The state, rather than private donors, is bound by law to preserve and pay for the upkeep of cultural treasures. This past summer, Prime Minister Silvio Berlusconi warned that life-as-we-knew-it was over for the Italian cultural elite. Funds for restoration and archeological renovations were sharply cut back. Even sure-fire tourist draws, such as the vast grounds of Pompeii, were not safe. That venerable open-air museum lost $60 million in its yearly budget--a drop from $75 million to $15 million--for repairs.

In these dizzying emotional times, no one is even mentioning how much money will be needed to rescue the Abruzzo region. The death toll now hovers around 270 people. Close to 20,000 people are sleeping, for yet another cold and jittery night, in tents or their cars. Berlusconi, in an interview with German media Tuesday, tried to suggest that people should think of their time in the tent cities as a camping holiday.

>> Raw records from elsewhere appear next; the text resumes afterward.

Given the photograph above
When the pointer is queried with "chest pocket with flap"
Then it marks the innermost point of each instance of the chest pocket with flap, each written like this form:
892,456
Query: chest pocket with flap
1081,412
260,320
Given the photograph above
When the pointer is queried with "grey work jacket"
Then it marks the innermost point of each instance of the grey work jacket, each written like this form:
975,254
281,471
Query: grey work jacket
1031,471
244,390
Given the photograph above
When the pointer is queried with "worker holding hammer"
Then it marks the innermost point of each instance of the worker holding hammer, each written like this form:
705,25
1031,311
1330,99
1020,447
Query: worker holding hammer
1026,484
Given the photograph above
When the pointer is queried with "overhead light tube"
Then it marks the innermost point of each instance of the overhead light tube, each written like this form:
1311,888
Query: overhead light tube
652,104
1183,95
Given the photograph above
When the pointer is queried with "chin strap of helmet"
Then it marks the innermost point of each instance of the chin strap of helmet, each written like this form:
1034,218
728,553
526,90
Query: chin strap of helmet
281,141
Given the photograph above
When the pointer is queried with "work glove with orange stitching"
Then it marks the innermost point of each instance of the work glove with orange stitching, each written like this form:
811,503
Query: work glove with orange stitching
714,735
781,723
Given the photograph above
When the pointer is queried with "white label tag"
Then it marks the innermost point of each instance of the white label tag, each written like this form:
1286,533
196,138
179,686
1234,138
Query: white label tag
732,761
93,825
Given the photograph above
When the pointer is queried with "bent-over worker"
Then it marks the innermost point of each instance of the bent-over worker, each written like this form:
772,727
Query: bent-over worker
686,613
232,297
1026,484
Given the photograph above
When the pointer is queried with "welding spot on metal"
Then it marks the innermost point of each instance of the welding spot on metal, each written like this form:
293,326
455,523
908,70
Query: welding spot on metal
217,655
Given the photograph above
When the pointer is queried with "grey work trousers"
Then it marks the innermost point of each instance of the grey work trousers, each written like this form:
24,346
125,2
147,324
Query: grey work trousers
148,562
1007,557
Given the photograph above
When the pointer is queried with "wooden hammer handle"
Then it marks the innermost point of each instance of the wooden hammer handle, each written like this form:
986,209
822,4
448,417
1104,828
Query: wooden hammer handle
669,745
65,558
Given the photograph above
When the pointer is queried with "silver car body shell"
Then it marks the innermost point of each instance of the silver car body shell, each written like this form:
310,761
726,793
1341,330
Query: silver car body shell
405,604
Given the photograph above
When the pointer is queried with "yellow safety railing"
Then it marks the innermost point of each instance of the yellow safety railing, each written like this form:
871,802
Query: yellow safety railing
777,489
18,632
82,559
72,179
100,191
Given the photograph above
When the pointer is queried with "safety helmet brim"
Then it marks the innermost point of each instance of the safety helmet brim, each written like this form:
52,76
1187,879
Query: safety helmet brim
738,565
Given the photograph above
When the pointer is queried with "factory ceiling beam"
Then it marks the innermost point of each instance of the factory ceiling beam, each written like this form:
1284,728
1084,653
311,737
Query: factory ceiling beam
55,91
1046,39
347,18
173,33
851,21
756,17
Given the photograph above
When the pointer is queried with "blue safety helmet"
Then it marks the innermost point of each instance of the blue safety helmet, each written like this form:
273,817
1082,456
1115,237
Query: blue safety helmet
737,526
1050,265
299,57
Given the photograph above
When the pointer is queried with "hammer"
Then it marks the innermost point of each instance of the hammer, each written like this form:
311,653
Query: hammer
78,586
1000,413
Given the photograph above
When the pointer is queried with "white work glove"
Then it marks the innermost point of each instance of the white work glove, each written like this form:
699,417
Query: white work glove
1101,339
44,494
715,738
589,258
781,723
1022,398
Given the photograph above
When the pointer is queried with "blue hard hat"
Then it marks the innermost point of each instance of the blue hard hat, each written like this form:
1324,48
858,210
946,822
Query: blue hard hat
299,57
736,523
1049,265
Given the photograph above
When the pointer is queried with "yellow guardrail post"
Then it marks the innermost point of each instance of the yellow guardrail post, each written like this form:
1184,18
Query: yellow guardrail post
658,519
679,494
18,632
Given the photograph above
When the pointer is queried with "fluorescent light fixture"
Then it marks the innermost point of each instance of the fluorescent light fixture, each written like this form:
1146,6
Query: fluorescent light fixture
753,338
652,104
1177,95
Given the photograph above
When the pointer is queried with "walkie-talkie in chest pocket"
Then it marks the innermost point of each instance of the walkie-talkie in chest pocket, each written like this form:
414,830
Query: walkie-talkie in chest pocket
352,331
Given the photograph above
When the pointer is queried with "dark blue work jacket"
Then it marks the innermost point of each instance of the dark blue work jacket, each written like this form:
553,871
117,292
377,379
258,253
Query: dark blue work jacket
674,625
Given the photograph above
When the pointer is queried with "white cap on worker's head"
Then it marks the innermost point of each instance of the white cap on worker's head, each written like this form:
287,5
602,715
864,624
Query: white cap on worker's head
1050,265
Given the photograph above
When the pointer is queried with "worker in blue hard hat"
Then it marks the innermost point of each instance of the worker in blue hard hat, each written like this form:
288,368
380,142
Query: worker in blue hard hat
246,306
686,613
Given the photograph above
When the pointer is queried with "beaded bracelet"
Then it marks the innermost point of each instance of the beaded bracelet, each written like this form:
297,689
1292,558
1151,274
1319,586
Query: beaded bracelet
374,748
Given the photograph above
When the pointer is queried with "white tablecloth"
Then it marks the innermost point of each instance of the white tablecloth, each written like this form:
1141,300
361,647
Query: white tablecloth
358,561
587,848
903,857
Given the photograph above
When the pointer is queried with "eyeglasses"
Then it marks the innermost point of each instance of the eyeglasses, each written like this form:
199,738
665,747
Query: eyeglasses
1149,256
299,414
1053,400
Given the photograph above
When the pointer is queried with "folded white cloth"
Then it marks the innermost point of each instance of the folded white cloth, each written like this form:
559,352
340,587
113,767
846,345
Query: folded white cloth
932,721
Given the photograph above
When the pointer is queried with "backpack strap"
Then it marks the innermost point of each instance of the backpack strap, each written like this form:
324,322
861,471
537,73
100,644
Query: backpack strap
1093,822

Berlusconi said Wednesday he meant only to raise spirits with that questionable remark. He later, in an interview with CNN, dodged all questions about when L'Aquila and all the once-lovely villages of Abruzzo could possibly rise from the dust.

The Quake Zone

The earth continues to shake and so do nerves in central Italy. Even in Rome, an hour's drive away, aftershocks are stomach-churning. About 7 this morning, a strong tremor rattled through L'Aquila, the medieval city cracked and shattered by Monday morning's jolt. In my home yesterday in central Rome--a fourth-floor apartment--I was rattled by small tremors throughout the day, for several seconds, several times.

The reports of devastation shown on Italian media are stunning. Villages are reduced to dust and survivors are interviewed still wearing their pajamas. The rescue continues Wednesday morning -- searchers reportedly will carry on for another 36 hours.